Walpole, Horatio, first Baron Walpole of Wolterton
"Original Letter from Horace Walpole, Esq. Brother of Sir Robert
Walpole, and Afterwards Lord Walpole of Wolterton, To Mr. Dodington,
Afterwards Lord Melcombe." (32.368) Dated from "Paris,
May 19, 1726." The letter is D295 in The Complete
Works of Voltaire, the Correspondence and Related Documents, ed.
Theodore Besterman (Geneva, 1968), I. 301n., where the only text listed
is in vol. X of the 1824 Works of Alexander Pope, ed.
William
Roscoe. Now William Lisle Bowles wrote the note in which the letter is
quoted in his edition of The Works of Alexander Pope in Verse and
Prose, 10 vols., 1806, IX. 152n., but he gives no source. His text,
followed by Besterman, differs somewhat from that in the
EM.
I give line references to Besterman's text and his reading first: l. 1, pieces
/ verses; ll. 1-2, success here / success; l. 3, Henry IV /
Henry
the Fourth; l. 4, persecution / fanaticks; ll. 8-9, where more properly /
better; l. 9, view
and / view of; l. 10, 50 / om.; l. 11, truth and affection;
[blank] and esteem; l. 12, obedient and most humble servant / obedt.
&
hble Servt.
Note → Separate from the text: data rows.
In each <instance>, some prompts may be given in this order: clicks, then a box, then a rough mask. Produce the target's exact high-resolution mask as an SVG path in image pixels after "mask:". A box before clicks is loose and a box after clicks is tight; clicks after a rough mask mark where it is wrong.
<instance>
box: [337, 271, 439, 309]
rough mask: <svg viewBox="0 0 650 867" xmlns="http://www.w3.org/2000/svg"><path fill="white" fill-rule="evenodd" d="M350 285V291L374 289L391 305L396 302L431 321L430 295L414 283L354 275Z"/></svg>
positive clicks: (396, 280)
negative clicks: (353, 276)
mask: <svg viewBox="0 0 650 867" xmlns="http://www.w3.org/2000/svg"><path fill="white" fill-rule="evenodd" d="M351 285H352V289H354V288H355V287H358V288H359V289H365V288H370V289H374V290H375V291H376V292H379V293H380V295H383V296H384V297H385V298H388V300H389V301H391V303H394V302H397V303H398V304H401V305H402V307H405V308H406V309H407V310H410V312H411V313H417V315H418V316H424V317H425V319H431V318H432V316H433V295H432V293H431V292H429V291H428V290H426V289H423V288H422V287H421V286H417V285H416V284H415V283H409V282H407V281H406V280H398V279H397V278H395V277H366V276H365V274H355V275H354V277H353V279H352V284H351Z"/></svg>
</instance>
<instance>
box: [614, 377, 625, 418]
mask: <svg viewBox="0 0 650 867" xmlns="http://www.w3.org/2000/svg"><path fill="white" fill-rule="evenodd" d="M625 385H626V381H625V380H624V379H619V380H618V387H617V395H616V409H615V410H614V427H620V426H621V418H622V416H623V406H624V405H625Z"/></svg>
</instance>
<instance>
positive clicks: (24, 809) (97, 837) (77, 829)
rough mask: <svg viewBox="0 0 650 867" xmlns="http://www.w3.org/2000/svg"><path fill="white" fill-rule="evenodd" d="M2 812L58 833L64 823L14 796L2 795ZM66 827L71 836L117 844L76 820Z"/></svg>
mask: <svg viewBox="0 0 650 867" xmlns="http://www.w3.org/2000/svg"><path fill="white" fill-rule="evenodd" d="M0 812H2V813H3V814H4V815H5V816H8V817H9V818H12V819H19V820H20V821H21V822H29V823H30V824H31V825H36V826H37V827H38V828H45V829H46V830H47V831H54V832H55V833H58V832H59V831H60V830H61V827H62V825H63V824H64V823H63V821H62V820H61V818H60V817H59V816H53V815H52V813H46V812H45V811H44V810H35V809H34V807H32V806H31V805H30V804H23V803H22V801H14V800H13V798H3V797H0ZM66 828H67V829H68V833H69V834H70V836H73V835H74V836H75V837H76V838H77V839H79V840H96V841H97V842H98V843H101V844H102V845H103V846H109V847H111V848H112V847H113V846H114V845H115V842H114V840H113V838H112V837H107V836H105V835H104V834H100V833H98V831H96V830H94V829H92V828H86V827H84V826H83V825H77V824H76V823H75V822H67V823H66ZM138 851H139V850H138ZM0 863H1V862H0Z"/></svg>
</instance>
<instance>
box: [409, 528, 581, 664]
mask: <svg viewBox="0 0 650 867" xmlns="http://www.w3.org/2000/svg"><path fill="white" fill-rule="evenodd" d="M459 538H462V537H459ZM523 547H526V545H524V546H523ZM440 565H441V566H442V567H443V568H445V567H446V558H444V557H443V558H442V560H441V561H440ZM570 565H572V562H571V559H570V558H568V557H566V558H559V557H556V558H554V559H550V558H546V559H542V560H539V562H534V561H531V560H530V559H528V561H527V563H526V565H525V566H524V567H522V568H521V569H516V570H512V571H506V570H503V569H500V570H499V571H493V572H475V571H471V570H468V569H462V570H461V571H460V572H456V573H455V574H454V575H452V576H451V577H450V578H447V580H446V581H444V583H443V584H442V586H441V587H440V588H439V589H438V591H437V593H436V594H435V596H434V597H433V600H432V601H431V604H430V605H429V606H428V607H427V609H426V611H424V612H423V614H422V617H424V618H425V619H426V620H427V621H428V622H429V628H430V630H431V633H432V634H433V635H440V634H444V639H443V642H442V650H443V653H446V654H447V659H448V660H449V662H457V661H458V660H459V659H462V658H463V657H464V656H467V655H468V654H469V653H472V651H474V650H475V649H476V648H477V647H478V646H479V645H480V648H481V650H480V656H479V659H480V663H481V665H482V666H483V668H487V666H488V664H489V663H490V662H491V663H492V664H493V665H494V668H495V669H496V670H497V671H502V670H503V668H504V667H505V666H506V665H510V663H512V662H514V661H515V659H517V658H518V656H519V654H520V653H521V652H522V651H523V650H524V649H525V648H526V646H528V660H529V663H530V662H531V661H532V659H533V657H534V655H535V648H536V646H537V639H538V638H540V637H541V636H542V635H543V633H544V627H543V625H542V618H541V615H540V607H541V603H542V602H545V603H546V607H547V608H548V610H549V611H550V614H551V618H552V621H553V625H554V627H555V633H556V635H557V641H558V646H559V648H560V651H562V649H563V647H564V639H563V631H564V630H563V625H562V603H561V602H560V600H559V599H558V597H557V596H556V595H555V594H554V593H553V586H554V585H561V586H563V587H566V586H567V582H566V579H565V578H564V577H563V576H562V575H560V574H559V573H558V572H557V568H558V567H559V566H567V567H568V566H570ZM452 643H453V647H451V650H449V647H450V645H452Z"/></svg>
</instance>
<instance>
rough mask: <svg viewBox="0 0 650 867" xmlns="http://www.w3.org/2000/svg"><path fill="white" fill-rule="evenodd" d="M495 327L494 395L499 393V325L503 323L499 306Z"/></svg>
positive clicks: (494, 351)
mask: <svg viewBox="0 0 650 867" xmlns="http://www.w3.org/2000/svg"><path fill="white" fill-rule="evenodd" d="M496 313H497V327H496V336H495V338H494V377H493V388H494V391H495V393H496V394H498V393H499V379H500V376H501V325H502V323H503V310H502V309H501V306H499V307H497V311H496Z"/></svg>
Horace Walpole's letter to the first Duke of Newcastle follows
the letter to Dodington in Besterman; he signs himself "yr
Grace's most
faithful & most Obedt humble servant," hardly
throwing much light
on which of the two texts of the letter to Dodington is to be prefered, at
least as far as the signature is concerned.